Removing the constant causes the model to produce a non-stationary AR component, which makes it impossible to fit reliably.
#e
#ARIMA(0,2,1) with constant
fit5 <- aus |> model(ARIMA(Passengers ~ 1 + pdq(0,2,1)))
## Warning: Model specification induces a quadratic or higher order polynomial trend. This
## is generally discouraged, consider removing the constant or reducing the number
## of differences.
fit5 |> forecast(h=10) |> autoplot(aus_airpassengers)
fit5 |> gg_tsresiduals()
Adding a constant to this model induces a quadratic trend in the forecasts, which is generally discouraged as it leads to unrealistic long-term forecasts that grow explosively.
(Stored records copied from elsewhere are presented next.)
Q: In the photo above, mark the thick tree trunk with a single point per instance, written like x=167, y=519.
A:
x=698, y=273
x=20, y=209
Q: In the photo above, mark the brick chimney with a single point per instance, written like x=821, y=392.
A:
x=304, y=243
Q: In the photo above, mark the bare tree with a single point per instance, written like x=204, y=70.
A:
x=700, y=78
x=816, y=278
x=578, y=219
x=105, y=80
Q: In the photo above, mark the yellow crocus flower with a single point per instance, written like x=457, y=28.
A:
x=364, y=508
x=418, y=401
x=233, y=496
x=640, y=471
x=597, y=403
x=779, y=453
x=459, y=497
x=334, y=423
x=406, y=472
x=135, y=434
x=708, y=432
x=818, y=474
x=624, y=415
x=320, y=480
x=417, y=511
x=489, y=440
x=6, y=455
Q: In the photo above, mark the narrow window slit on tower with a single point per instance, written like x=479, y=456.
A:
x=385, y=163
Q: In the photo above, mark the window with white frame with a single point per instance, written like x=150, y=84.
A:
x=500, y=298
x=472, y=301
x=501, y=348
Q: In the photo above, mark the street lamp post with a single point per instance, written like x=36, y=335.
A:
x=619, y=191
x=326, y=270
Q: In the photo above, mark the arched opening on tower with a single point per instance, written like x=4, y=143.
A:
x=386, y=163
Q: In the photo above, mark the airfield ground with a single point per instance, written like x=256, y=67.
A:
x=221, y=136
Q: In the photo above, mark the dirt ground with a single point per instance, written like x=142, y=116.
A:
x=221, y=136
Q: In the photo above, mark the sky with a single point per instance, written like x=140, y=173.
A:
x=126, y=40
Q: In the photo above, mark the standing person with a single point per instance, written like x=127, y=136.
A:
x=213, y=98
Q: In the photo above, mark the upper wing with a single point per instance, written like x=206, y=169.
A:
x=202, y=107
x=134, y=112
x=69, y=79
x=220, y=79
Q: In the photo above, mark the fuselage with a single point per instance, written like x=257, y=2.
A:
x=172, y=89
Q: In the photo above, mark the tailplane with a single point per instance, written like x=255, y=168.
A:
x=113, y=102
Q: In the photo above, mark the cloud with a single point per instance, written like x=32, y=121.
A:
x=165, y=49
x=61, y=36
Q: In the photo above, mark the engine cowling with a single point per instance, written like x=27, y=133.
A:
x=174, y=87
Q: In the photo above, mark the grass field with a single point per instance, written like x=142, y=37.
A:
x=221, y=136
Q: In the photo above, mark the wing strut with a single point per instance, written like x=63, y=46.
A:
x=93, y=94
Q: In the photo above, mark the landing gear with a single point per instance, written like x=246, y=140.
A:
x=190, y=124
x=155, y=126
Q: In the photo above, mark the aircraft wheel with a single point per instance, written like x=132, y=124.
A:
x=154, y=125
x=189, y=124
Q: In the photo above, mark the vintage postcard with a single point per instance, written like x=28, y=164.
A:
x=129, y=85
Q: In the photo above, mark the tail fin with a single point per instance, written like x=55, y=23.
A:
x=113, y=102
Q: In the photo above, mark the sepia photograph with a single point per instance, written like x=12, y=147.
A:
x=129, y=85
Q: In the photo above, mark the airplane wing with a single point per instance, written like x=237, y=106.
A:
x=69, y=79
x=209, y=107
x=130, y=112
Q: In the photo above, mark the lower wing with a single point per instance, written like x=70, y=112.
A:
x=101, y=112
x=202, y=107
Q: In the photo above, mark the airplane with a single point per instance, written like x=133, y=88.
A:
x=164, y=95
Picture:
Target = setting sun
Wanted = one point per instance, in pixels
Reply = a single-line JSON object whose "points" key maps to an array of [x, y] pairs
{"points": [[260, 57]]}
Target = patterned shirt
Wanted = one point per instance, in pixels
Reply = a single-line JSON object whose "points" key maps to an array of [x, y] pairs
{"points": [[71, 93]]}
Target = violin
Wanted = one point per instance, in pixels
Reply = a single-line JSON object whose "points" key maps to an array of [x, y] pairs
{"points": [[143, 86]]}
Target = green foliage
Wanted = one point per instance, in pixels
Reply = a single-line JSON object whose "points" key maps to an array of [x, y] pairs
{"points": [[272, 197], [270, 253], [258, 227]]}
We can see that the intervals are expanding here and that the slope is becoming much steeper. The ARIMA(0,2,1) model without the constant from (a) looked more realistic.
usa <- global_economy |>
filter(Country == "United States")
#a
usa |> autoplot(GDP)
#Calculate lambda
lambda5 <- usa |>
features(GDP, features = guerrero) |>
pull(lambda_guerrero)
lambda5
## [1] 0.2819443
A Box-Cox transformation will be appropriate here.
#b
#Box-Cox and Arima
fit6 <- usa |> model(ARIMA(box_cox(GDP, lambda5)))
report(fit6)
## Series: GDP
## Model: ARIMA(1,1,0) w/ drift
## Transformation: box_cox(GDP, lambda5)
##
## Coefficients:
## ar1 constant
## 0.4586 118.1822
## s.e. 0.1198 9.5047
##
## sigma^2 estimated as 5479: log likelihood=-325.32
## AIC=656.65 AICc=657.1 BIC=662.78
#c
fit_alt <- usa |>
model(
arima010 = ARIMA(box_cox(GDP, lambda5) ~ pdq(0,1,0)),
arima110 = ARIMA(box_cox(GDP, lambda5) ~ pdq(1,1,0)),
arima120 = ARIMA(box_cox(GDP, lambda5) ~ pdq(1,2,0)),
arima011 = ARIMA(box_cox(GDP, lambda5) ~ pdq(0,1,1)),
arima111 = ARIMA(box_cox(GDP, lambda5) ~ pdq(1,1,1)),
arima210 = ARIMA(box_cox(GDP, lambda5) ~ pdq(2,1,0))
)
glance(fit_alt) |> arrange(AICc)
## # A tibble: 6 × 9
## Country .model sigma2 log_lik AIC AICc BIC ar_roots ma_roots
## <fct> <chr> <dbl> <dbl> <dbl> <dbl> <dbl> <list> <list>
## 1 United States arima120 6780. -326. 656. 656. 660. <cpl [1]> <cpl [0]>
## 2 United States arima110 5479. -325. 657. 657. 663. <cpl [1]> <cpl [0]>
## 3 United States arima011 5689. -326. 659. 659. 665. <cpl [0]> <cpl [1]>
## 4 United States arima111 5580. -325. 659. 659. 667. <cpl [1]> <cpl [1]>
## 5 United States arima210 5580. -325. 659. 659. 667. <cpl [2]> <cpl [0]>
## 6 United States arima010 6774. -332. 668. 668. 672. <cpl [0]> <cpl [0]>
The top-ranked model is ARIMA(1,2,0), as it has the lowest AICc so I will choose that one.
d=1, q=0, dof=1
#d
fit_best <- usa |>
model(ARIMA(box_cox(GDP, lambda5) ~ pdq(1,2,0)))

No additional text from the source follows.